Tout en restant dans le champ du réalisme, l’auteure joue aussi avec les genres. Outre les comptes rendus des agents, le livre comporte d’autres types d’écrits, comme une communication scientifique ou un article de journal. Surtout, le théâtre est très présent. Qu’un personnage se nomme Elvire ou qu’une actrice joue un rôle important en sont des indices. Pola répète Marie Stuart, le drame de Schiller. Julia Deck la décrit toujours à la frontière de la représentation : « Pola Stalker est belle sous tous les angles, que ses traits s’animent ou qu’on la surprenne inopinément fixe, absorbée par la lecture de la presse. » Qui plus est, un des chapitres se présente comme une pièce, avec force didascalies. Enfin, l’esprit du théâtre traverse tout le roman, aussi bien dans ses dialogues que dans l’inversion du rapport dominants-dominés (ou cibles-assistants).
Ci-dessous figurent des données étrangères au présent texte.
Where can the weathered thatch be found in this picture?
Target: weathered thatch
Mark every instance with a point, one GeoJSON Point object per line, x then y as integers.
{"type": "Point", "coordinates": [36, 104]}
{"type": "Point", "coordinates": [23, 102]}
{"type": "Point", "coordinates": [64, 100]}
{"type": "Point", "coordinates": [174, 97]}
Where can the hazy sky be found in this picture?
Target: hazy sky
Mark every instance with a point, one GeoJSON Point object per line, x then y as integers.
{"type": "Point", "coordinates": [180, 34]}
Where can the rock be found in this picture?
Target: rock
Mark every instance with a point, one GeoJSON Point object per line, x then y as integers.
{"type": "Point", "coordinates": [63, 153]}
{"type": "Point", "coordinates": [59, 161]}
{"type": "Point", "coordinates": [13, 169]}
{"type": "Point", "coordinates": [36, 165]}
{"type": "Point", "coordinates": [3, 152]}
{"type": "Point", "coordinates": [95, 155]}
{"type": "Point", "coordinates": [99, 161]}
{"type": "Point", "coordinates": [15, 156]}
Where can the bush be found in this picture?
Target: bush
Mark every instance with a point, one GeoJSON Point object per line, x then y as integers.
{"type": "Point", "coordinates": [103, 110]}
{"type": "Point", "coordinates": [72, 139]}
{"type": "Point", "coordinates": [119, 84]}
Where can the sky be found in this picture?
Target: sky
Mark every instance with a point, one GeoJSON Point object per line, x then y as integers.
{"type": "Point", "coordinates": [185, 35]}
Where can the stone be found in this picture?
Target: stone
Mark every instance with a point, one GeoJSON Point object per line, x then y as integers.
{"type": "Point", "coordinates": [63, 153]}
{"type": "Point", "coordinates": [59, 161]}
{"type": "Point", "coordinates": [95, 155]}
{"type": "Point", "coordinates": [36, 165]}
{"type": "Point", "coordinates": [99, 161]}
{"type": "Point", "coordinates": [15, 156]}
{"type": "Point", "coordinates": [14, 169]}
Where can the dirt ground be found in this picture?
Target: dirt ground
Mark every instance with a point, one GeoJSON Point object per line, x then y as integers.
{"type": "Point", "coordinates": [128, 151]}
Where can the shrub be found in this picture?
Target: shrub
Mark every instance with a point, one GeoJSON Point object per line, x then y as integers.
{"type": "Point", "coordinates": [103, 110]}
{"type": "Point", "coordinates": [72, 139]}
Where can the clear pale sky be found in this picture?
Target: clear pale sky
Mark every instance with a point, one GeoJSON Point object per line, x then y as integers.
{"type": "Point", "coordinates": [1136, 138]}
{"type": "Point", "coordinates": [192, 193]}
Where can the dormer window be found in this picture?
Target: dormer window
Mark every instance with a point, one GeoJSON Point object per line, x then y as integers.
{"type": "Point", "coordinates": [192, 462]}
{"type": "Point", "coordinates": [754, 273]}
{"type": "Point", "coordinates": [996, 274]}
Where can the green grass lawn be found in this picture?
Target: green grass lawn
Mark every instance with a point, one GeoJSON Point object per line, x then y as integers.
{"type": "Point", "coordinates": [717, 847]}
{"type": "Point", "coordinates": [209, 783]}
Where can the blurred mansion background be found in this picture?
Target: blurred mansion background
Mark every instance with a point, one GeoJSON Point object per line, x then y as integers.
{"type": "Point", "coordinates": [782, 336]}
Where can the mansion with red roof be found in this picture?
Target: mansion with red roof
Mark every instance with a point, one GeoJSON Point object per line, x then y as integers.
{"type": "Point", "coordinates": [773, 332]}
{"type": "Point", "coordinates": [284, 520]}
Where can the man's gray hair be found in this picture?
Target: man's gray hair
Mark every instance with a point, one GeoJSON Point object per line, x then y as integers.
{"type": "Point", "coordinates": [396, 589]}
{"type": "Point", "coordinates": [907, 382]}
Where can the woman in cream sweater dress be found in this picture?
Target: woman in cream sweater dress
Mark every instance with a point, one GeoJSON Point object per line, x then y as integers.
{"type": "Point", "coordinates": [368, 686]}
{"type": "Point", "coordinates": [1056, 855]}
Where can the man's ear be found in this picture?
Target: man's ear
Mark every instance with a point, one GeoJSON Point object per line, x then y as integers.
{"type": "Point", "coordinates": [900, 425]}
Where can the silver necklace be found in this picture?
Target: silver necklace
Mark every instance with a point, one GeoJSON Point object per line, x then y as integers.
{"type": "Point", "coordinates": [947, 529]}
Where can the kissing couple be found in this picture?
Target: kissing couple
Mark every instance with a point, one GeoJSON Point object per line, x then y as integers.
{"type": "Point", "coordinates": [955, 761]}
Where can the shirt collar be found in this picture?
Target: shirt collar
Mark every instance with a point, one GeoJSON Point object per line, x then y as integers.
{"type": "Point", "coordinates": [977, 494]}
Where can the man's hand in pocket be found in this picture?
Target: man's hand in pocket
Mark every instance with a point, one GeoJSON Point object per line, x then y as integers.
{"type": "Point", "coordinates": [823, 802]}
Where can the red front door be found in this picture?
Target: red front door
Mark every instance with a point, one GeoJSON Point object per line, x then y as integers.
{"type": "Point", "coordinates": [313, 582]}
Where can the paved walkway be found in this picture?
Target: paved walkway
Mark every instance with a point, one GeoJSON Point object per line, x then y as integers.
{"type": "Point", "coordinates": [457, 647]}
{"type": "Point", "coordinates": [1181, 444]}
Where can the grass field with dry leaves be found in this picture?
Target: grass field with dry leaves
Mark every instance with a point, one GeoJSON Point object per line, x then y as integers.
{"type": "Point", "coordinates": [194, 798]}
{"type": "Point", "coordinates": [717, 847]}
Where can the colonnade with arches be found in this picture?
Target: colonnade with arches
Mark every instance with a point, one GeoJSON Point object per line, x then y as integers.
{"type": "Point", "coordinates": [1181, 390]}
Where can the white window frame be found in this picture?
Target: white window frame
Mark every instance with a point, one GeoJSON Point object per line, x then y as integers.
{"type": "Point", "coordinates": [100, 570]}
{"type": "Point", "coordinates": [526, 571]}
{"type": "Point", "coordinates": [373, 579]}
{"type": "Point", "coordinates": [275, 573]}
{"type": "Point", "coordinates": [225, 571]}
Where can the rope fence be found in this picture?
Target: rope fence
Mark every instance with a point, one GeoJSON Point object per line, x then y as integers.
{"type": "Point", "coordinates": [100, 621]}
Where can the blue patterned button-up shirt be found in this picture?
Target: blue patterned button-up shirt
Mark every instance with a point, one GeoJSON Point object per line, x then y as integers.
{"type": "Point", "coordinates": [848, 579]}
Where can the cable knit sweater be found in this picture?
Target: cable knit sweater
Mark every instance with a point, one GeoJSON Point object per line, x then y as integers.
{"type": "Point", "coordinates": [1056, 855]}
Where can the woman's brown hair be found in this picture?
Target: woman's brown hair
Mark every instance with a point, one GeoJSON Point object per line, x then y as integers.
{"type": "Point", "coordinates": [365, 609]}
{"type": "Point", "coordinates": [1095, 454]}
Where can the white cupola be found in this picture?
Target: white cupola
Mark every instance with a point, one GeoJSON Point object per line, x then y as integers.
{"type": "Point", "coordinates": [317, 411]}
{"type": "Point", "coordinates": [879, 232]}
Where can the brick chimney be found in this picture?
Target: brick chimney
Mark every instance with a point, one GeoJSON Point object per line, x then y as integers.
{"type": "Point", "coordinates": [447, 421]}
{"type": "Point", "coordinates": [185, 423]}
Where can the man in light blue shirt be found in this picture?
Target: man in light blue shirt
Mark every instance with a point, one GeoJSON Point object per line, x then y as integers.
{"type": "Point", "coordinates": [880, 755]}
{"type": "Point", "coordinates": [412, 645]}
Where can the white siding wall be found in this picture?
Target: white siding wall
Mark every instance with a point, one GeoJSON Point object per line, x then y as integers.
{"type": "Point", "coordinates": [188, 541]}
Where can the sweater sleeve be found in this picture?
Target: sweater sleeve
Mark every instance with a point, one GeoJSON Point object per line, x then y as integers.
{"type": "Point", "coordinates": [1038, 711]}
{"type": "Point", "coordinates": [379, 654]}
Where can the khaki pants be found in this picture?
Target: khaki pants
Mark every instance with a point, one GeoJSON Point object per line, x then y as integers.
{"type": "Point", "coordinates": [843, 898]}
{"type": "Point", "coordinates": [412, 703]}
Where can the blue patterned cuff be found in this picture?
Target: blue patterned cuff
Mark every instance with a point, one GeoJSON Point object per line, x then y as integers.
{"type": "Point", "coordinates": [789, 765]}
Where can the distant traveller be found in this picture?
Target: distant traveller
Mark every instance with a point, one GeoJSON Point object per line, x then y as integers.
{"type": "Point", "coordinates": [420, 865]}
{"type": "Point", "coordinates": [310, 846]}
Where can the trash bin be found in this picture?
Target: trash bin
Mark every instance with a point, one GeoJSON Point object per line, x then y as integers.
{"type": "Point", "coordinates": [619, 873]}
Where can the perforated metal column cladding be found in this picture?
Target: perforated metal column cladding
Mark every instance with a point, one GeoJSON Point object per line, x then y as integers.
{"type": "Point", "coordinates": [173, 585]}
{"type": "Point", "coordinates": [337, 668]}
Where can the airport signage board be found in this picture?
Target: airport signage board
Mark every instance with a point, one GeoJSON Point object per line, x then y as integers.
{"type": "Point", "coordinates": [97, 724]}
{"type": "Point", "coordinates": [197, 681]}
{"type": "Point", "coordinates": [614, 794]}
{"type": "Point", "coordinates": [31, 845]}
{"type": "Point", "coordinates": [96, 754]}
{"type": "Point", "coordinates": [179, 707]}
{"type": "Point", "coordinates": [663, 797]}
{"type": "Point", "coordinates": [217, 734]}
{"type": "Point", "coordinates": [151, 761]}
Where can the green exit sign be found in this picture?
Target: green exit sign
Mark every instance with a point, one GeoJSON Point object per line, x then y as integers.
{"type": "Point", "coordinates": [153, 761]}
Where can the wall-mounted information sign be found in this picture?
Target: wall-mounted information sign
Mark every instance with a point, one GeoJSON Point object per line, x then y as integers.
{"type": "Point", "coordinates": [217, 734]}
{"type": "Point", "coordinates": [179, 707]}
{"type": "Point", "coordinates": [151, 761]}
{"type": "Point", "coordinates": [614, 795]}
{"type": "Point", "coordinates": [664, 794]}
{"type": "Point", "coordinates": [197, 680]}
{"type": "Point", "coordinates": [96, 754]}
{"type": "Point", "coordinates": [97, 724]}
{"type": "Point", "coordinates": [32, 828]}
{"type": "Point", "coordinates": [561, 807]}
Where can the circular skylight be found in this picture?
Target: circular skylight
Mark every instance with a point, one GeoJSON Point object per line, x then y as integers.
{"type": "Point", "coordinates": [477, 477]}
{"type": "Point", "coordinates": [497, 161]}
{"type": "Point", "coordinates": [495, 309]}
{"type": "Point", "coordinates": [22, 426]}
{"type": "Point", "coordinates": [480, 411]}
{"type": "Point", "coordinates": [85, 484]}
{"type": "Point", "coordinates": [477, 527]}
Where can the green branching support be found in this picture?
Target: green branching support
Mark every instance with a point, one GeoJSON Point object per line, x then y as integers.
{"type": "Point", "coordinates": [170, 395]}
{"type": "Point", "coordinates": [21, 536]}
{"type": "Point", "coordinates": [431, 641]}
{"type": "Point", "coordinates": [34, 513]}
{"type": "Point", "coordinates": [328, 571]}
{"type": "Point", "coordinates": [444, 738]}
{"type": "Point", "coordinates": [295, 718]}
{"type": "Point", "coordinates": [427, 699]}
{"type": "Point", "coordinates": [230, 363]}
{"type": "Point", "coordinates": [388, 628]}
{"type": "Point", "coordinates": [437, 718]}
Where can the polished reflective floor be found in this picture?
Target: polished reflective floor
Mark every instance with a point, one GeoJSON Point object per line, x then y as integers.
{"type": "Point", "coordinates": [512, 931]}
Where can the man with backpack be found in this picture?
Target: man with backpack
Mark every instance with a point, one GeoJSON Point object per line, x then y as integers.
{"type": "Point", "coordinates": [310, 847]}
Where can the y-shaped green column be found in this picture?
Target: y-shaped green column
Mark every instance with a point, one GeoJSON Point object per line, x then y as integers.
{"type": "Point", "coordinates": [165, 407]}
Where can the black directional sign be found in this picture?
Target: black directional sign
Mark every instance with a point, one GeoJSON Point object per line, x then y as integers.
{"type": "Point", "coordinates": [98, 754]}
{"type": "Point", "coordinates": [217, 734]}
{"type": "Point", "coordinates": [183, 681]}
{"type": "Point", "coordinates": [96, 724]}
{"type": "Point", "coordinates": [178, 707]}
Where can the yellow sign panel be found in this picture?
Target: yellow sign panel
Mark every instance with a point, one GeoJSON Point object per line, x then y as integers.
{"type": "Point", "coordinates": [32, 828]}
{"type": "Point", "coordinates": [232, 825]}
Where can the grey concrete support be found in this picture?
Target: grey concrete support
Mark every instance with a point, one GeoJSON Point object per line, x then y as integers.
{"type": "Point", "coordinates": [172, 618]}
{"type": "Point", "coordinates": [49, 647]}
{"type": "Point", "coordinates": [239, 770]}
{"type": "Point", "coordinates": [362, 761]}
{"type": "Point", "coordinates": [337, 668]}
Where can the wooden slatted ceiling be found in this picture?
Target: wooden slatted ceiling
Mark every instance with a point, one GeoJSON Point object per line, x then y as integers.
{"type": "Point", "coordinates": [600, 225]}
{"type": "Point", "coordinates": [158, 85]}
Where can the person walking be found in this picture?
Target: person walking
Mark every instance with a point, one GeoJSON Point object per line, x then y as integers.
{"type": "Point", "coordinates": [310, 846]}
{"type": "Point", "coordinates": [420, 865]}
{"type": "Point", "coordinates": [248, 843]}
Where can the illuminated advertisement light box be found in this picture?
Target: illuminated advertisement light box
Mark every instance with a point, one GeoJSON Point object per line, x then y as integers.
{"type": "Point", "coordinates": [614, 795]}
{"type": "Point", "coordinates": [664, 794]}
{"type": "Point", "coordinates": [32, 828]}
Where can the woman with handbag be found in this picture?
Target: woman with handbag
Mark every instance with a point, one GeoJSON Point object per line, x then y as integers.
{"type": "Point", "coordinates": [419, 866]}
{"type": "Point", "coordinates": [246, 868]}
Sigma a également une autre dimension, qui s’appuie sur ce qui occupe tous ces personnages : l’existence d’un tableau de Konrad Kessler (peintre inventé par l’auteure), « un mural spectaculaire », que nul n’a jamais vu, sinon Jean Dubuffet, qui en aurait été très impressionné. Cette peinture, « absolue », représenterait « l’infinie profondeur ». D’où sa charge subversive. Le regard serait ainsi révolutionné par une œuvre invisible : là est l’éminent paradoxe dont joue Sigma, roman vertigineux.

Sigma, Julia Deck, Les éditions de Minuit, 240 p., 17,50 euros.